Luke Miksanek surrounds his life with music, but you're not going to find any Lady Gaga or Black Eyed Peas on his iPod. In fact, the 18-year-old's unassuming, humble demeanor would probably be more at home with a Victrola.

Miksanek, who has played violin since he was 5 years old, graduates from Lourdes High School today. His digital jukebox is filled with classical music, scores and selections from different professional orchestras.

This fall, Miksanek plans to attend Vanderbilt University in Nashville, Tenn., and major in music performance.

"I can hardly remember a time when I didn't play the violin. I enjoy music so much.
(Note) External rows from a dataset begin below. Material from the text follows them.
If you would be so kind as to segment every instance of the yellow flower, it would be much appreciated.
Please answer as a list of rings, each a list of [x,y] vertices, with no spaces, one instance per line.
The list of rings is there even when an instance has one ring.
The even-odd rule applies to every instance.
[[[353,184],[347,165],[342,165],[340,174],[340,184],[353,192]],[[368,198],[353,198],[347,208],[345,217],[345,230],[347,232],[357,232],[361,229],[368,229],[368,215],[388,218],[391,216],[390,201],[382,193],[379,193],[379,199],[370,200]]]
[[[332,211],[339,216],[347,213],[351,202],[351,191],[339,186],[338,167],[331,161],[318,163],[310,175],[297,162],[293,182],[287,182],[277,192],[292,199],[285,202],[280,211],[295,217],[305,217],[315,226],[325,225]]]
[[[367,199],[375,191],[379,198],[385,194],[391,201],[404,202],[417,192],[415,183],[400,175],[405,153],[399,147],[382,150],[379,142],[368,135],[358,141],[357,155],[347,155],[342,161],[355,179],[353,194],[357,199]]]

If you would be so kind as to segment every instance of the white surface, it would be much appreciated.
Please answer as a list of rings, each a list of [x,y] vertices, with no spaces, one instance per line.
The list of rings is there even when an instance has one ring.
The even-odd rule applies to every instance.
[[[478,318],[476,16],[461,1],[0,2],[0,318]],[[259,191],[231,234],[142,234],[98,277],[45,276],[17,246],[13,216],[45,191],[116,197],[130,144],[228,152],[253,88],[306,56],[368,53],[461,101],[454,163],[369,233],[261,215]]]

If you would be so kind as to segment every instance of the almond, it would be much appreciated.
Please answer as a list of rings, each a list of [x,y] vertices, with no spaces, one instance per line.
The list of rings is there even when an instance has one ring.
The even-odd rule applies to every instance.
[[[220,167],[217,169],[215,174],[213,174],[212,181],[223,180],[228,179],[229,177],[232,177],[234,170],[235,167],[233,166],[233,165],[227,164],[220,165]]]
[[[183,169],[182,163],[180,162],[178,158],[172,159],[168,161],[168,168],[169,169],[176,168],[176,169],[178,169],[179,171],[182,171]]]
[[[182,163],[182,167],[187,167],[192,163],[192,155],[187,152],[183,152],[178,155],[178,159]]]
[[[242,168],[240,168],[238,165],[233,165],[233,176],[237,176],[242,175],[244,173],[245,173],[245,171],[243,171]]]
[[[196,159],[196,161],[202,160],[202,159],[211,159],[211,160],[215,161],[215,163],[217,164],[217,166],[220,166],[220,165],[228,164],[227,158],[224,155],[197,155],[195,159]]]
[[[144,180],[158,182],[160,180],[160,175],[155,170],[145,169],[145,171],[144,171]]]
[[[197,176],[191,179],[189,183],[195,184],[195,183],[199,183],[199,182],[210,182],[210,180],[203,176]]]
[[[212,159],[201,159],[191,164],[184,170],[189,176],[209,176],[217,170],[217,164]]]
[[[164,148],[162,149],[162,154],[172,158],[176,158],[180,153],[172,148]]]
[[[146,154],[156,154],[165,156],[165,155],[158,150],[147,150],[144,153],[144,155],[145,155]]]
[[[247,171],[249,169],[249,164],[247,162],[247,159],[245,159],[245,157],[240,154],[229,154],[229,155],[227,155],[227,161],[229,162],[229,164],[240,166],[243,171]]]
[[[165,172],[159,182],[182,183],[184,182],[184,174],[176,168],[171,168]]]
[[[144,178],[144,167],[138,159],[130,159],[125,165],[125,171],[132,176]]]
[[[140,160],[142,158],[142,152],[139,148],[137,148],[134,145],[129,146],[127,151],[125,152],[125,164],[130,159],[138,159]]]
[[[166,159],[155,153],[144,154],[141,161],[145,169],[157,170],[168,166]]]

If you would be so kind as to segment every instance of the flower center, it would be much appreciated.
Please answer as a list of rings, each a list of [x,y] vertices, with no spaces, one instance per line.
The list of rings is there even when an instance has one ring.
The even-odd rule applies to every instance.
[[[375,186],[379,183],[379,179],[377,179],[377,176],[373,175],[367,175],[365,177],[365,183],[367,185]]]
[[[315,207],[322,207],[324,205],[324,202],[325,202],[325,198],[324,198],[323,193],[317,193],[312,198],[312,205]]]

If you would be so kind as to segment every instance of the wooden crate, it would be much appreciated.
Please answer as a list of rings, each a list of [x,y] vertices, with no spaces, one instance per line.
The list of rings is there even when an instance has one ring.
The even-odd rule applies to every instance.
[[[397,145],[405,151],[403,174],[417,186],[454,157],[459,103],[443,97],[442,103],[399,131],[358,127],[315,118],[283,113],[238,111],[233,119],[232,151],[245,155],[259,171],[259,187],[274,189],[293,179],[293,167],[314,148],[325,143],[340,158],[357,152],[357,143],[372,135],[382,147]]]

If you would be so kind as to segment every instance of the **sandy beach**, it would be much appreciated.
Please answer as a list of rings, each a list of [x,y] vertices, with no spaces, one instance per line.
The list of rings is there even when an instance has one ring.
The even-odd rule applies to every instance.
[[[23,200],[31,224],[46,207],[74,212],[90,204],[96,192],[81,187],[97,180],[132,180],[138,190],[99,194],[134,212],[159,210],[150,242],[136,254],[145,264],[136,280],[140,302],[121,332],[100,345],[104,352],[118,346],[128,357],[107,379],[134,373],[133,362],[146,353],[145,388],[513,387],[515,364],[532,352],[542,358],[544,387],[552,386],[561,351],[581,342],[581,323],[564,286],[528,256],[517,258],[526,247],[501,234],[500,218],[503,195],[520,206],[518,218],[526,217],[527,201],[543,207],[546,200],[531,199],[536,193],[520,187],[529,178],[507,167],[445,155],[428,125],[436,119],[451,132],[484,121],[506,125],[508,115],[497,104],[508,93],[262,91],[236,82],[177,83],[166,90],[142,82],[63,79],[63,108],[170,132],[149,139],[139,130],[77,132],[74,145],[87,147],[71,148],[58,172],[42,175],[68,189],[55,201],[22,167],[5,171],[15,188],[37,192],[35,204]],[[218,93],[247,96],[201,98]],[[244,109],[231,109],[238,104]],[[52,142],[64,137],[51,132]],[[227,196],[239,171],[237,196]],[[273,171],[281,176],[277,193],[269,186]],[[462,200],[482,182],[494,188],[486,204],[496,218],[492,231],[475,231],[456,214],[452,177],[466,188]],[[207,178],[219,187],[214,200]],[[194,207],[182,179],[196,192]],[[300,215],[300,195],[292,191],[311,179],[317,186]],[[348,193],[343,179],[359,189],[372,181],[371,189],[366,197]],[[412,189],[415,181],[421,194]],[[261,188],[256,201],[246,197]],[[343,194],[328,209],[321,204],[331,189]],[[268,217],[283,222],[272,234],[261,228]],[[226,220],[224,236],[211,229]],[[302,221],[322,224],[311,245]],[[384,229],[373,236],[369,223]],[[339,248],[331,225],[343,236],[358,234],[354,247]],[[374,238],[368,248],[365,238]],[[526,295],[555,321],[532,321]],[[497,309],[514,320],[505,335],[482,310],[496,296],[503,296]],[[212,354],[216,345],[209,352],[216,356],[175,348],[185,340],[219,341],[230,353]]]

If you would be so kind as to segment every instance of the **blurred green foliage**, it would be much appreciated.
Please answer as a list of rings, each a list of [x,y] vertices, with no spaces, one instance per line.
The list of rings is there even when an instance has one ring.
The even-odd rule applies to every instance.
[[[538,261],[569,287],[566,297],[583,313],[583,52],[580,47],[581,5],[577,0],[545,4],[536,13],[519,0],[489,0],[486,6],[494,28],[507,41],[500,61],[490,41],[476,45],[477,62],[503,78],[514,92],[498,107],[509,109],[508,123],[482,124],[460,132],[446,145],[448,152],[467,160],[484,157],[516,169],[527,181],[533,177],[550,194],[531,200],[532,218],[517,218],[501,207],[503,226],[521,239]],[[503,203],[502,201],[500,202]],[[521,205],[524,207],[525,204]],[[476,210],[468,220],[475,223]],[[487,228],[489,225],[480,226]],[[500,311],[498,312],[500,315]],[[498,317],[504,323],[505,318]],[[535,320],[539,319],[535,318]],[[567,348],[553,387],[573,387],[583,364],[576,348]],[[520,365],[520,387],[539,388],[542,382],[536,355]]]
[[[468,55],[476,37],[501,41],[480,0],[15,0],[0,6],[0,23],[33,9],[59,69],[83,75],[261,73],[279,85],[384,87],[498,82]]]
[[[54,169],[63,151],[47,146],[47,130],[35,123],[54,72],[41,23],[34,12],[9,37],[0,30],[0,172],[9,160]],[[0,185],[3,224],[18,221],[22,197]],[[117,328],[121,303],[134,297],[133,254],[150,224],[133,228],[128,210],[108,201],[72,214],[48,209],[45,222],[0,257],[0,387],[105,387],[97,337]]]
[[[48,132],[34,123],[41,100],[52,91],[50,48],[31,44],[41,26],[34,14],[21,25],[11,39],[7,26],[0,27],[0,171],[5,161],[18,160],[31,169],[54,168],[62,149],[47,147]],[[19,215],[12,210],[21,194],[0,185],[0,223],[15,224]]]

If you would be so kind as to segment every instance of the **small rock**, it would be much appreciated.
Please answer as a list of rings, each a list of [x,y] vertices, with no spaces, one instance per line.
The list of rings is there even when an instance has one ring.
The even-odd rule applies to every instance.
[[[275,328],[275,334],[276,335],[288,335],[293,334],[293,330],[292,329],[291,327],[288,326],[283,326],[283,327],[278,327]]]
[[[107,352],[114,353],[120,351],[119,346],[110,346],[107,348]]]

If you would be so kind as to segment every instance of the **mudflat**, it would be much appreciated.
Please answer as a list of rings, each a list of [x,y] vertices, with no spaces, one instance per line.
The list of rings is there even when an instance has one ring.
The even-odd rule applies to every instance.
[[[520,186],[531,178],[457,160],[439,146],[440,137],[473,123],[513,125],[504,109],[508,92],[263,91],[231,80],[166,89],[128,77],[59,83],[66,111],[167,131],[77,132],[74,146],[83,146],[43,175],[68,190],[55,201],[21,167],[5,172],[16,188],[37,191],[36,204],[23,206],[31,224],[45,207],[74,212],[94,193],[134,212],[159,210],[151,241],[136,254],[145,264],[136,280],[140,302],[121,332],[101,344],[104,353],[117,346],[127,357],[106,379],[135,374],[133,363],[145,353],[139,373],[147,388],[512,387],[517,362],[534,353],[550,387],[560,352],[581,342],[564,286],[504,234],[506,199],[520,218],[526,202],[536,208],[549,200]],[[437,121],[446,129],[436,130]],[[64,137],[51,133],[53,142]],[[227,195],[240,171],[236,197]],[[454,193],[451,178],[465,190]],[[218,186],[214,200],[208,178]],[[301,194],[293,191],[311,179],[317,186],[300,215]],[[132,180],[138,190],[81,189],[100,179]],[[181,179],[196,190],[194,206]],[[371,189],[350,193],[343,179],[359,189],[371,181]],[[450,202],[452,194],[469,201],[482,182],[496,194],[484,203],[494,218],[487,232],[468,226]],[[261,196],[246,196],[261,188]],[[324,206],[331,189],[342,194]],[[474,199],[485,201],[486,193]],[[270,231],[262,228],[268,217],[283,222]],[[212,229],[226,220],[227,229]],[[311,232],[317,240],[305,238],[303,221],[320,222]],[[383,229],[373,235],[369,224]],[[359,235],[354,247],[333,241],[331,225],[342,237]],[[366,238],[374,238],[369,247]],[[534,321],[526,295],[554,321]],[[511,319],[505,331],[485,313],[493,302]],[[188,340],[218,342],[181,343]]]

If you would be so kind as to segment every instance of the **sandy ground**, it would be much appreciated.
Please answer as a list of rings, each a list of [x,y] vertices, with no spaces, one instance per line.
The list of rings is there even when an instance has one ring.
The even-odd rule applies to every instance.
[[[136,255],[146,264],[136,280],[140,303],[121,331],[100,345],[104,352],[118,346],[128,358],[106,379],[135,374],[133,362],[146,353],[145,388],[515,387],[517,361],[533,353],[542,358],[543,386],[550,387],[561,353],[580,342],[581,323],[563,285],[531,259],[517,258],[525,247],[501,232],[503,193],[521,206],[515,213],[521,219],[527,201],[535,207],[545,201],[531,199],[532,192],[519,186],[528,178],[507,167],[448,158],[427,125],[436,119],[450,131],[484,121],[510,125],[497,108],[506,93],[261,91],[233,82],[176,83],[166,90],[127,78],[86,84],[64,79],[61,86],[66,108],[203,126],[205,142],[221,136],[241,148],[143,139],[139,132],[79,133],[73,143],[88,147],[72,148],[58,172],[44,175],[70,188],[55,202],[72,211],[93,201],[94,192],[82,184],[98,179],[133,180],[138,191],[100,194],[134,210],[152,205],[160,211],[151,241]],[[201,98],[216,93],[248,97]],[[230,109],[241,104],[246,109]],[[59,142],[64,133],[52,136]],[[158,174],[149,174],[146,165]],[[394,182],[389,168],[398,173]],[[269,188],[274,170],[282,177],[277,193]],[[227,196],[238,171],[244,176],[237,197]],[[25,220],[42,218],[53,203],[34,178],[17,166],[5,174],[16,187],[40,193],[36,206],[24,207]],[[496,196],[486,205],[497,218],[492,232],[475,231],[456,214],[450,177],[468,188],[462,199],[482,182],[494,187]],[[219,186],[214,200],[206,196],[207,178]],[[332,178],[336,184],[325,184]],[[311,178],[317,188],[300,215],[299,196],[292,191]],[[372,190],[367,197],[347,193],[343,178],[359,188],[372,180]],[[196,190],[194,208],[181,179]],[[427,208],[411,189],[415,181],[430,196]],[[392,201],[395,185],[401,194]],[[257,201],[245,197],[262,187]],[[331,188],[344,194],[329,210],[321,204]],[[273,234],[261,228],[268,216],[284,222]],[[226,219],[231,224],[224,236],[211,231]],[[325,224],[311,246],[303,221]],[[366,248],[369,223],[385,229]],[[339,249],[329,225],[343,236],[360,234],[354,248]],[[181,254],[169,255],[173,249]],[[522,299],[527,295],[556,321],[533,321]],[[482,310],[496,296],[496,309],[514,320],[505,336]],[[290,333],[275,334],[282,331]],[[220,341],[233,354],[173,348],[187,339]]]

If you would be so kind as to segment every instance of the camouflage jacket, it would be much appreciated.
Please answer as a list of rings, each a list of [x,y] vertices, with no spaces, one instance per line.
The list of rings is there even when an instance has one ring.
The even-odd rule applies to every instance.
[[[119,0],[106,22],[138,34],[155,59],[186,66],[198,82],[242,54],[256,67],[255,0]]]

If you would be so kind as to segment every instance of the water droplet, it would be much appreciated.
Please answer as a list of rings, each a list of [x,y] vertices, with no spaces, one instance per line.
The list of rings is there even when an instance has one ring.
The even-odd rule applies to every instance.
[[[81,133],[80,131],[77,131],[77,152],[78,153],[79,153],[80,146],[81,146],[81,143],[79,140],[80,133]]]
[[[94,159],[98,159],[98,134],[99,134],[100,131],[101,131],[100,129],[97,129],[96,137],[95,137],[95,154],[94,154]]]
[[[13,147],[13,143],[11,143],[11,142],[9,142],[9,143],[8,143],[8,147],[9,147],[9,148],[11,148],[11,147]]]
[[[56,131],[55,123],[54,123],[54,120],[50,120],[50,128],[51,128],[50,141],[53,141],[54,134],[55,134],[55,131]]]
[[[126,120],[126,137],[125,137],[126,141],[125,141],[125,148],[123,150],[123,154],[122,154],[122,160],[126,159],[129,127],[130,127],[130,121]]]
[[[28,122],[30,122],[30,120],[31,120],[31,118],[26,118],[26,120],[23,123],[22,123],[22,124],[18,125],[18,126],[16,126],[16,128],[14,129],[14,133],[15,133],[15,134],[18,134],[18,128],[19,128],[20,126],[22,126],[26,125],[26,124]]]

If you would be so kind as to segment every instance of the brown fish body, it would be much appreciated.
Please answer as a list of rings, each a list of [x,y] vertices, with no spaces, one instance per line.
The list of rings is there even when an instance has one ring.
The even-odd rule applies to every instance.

It's really great and I … I'll stop right there," Miksanek said, cutting himself off with a laugh. "It's really great."

His throwback nature captures a bit of Richie Cunningham from TV's "Happy Days," Lourdes High School Principal Thomas Donlon said.


Luke isn't affected by popular trends, either.

He enjoys the crooning melodies of Frank Sinatra, but has never heard of neo-Chairman of the Board, Michael Bublé.

While some Lourdes students have shed the required long pants for shorts at the end of the year, Miksanek keeps wearing his tucked-in, button-up shirt, belt and khakis.

When Donlon once suggested that Miksanek should play the electric fiddle, he just smiled in response.

The student wasn't being pompous or disrespectful. It's just his unassuming, straight-forward personality, Donlon said.

"He's a contemporary of another age, but he is as fresh as he can be," Donlon said. "He's fun to know — he's a person that you say to other people, 'Have you met him? You've got to meet him.'"

Others who know him said his accomplishments and talents could fill several pages in the phone book, but that Miksanek would never be one to extol his own honors.

Here are a few of those accomplishments: Miksanek has been a member of the Southeastern Minnesota Youth Orchestra for nine years, a member of Rochester Symphony and Chorale for two years and has performed in the youth orchestra at the Boston University Tanglewood Institute and the Madeline Island music camp.


"When he first auditioned, I don't remember how many years ago that was, maybe fourth grade, his feet dangled off of a chair when he played," said Adam Lange-Pearson, a Southeastern Minnesota Youth Orchestra conductor. "He came off to me as very serious and diligent and I asked him, way back then, 'When you grow up, what do you want to do?' And he said, 'I want to be a violinist.'"

His favorite subjects, away from anything instrument-related, are history and religion. Miksanek, a member of the National Honor Society, was an "A" honor roll student and earned Magna Cum Laude honors on the National Latin Exam.

He also volunteered at the Mayo Historical Suite, which involved his interest in history. He enjoyed reviewing the personal correspondence of bygone Clinic doctors, seeing how they merged their personal lives with professional.

"A lot of it was kind of paperwork, but you do come across some really interesting things," Miksanek said.